A series of black humour posters mocking the recent deaths of young British tourists falling from balconies have appeared on the streets of Barcelona during the past week.
Written in broken English, the yellow posters scattered across the city read: “Dear Tourist. Did you know balconing? Prevents gentrification, improves neighbours’ quality of life, reduces the risk of heart disease, is LOTS of fun.”
The distasteful artwork is believed to be the work of a group of anti-tourist campaigners claiming that excessive tourism in the city is driving up rental prices and pushing out local businesses.
Balconing is a mock English word used to describe jumping from balcony to balcony or from a balcony into a swimming pool.
Accidents during such activities and other falls from balconies have claimed the lives of a number of people, mainly tourists, in recent years, including the unresolved case of Kirsty Maxwell, who fell from a Benidorm balcony last year.
Most posters reportedly appeared in the popular tourist spot of Vallcarca, near ParcGuell, which features work by the architect Antoni Gaudi.

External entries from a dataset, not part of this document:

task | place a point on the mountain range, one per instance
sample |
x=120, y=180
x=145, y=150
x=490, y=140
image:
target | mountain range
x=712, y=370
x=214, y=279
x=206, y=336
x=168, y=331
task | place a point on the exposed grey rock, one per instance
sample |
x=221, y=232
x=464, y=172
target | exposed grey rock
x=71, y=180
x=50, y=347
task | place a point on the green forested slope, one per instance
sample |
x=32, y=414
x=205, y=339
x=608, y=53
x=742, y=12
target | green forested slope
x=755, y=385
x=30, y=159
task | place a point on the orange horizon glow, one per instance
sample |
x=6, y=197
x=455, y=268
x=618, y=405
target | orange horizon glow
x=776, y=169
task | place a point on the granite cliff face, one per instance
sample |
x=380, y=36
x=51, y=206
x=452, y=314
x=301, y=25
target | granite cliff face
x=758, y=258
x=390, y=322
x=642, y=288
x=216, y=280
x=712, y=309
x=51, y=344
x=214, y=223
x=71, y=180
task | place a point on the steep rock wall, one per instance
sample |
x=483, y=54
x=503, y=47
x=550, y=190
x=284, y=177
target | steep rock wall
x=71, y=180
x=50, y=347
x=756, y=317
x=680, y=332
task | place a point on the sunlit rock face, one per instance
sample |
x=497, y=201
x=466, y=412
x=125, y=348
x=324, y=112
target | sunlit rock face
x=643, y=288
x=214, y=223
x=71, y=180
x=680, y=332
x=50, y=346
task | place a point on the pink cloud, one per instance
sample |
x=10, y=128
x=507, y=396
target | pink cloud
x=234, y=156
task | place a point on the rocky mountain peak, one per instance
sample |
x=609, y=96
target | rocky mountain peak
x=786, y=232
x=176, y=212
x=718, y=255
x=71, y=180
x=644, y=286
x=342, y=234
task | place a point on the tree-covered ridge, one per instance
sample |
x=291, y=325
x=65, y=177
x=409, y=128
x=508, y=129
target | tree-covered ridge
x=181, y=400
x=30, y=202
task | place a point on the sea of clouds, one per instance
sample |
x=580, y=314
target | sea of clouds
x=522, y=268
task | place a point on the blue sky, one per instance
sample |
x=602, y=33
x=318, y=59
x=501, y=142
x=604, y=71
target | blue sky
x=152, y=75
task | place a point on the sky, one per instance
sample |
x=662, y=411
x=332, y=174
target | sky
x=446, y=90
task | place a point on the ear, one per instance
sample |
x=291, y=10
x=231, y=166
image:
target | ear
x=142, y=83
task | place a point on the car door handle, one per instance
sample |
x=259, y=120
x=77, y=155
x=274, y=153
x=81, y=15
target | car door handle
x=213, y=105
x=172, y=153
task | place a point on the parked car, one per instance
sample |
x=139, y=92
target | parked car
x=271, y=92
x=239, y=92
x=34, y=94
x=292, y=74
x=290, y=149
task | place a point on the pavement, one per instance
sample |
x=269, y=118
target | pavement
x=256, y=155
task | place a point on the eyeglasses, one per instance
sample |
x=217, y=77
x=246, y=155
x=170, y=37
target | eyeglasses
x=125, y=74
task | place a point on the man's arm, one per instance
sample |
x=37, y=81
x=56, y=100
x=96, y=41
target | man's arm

The Catalan capital, like many major tourist cities throughout the World such as Amsterdam, Venice, Rome, Sydney and San Francisco has struggled with the phenomenon of over tourism in recent years since the advent of budget airlines and cheap flights made short city breaks highly popular.
Compounded by unlicenced tourist accommodation, such as Airbnb and Instagram friendly sights encouraging groups of young people to head for these popular cities, a backlash was bound to occur eventually.
However, as innocent as the posters appear to be, they have caused fury amongst British tourists and Barcelona citizens alike for making fun of tragic deaths which affect families and loved ones of the victims for a lifetime.
In fact, Spain has seen six Balconing deaths this summer already, the latest victim had spent just a few hours in Palma de Mallorca in the Balearic Islands before he died.
The 23-year-old German man had travelled to the island for a vacation with his friends near Palma beach.
Returning to his hotel on Monday evening, the 23-year-old went to the 12th floor of the hotel he was staying at and, under the effects of a yet-to-be-determined toxic substance, fell from one of the windows in a corridor. He landed in the interior courtyard and died.
In Barcelona, unhappy users of social media were quick to express their revulsion at the posters taking to Twitter to blast their insensitivity.
One user said they made a mockery of the deaths, while a Spanish user said they had “crossed the line” and another wrote, “Hey, balconing people, this is not funny”.
A spokeswoman for Barcelona City Council said: “We reject these incidents and above all the message. They will be removed by the municipal cleaning services.”